Publié le 28 novembre 2024. La proposition de référendum sur l’adhésion de la Bulgarie à l’euro a été transmise aux commissions parlementaires, après une décision de la présidente de l’Assemblée nationale, Raya Nazaryan. Cette étape intervient après un différend juridique avec l’ancien président du Parlement concernant la constitutionnalité de la procédure.
- La présidente de l’Assemblée nationale, Raya Nazaryan, a renvoyé la proposition de référendum aux commissions parlementaires pour examen.
- Cette décision fait suite à un litige avec son prédécesseur, Nataliya Kiselova, qui avait jugé la proposition inconstitutionnelle et refusé de la débattre.
- La Cour constitutionnelle a confirmé que le président de l’Assemblée nationale n’a pas le pouvoir de se prononcer seul sur la constitutionnalité d’un référendum national.

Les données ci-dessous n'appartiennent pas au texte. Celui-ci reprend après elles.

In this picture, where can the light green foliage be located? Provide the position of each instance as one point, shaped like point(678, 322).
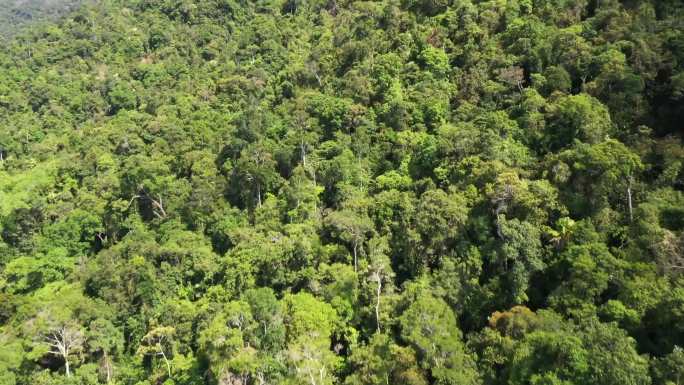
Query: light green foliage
point(333, 192)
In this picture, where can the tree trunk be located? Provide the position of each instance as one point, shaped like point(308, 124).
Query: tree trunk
point(166, 361)
point(355, 258)
point(377, 302)
point(629, 200)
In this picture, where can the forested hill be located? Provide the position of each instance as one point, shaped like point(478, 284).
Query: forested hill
point(334, 192)
point(18, 14)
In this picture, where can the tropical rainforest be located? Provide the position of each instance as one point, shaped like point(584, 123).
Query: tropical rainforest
point(405, 192)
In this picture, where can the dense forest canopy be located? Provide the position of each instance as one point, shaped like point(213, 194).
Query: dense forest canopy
point(320, 192)
point(18, 14)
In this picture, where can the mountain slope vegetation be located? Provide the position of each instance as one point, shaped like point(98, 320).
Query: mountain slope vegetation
point(344, 192)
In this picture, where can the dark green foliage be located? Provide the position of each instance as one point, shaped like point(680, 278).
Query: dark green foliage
point(343, 192)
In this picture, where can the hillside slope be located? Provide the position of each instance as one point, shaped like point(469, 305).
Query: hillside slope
point(15, 15)
point(344, 192)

Raya Nazaryan a ordonné vendredi après-midi que la proposition de référendum soit examinée par les commissions parlementaires. Cette décision marque un tournant par rapport à l’attitude de son prédécesseur, Nataliya Kiselova, qui avait renvoyé la proposition au président, la déclarant inconstitutionnelle et bloquant toute discussion au Parlement. Cette action avait été perçue par certains comme un motif de sa destitution.

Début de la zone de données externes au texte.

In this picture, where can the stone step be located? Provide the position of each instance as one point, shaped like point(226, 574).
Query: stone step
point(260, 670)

La Cour constitutionnelle, saisie par le président, avait statué que le président de l’Assemblée nationale n’était pas compétent pour juger seul de la constitutionnalité d’un référendum national, mais devait simplement le renvoyer à l’institution présidentielle si elle estimait l’affaire inconstitutionnelle. Les juges se sont limités à cette question de procédure, sans se prononcer sur le fond de la proposition de référendum.
Bien que la décision finale revienne en principe aux présidents des commissions parlementaires, le président Radev estime que la décision a un effet rétroactif et qu’il appartient désormais au Parlement de se prononcer. Cependant, la direction parlementaire avait jusqu’à récemment soutenu qu’il était impossible de procéder ainsi, arguant qu’en mai dernier, la demande de référendum du président avait été laissée sans suite et que « la procédure relative à la proposition soumise était close et qu’il n’y avait aucune proposition à examiner par l’Assemblée nationale ».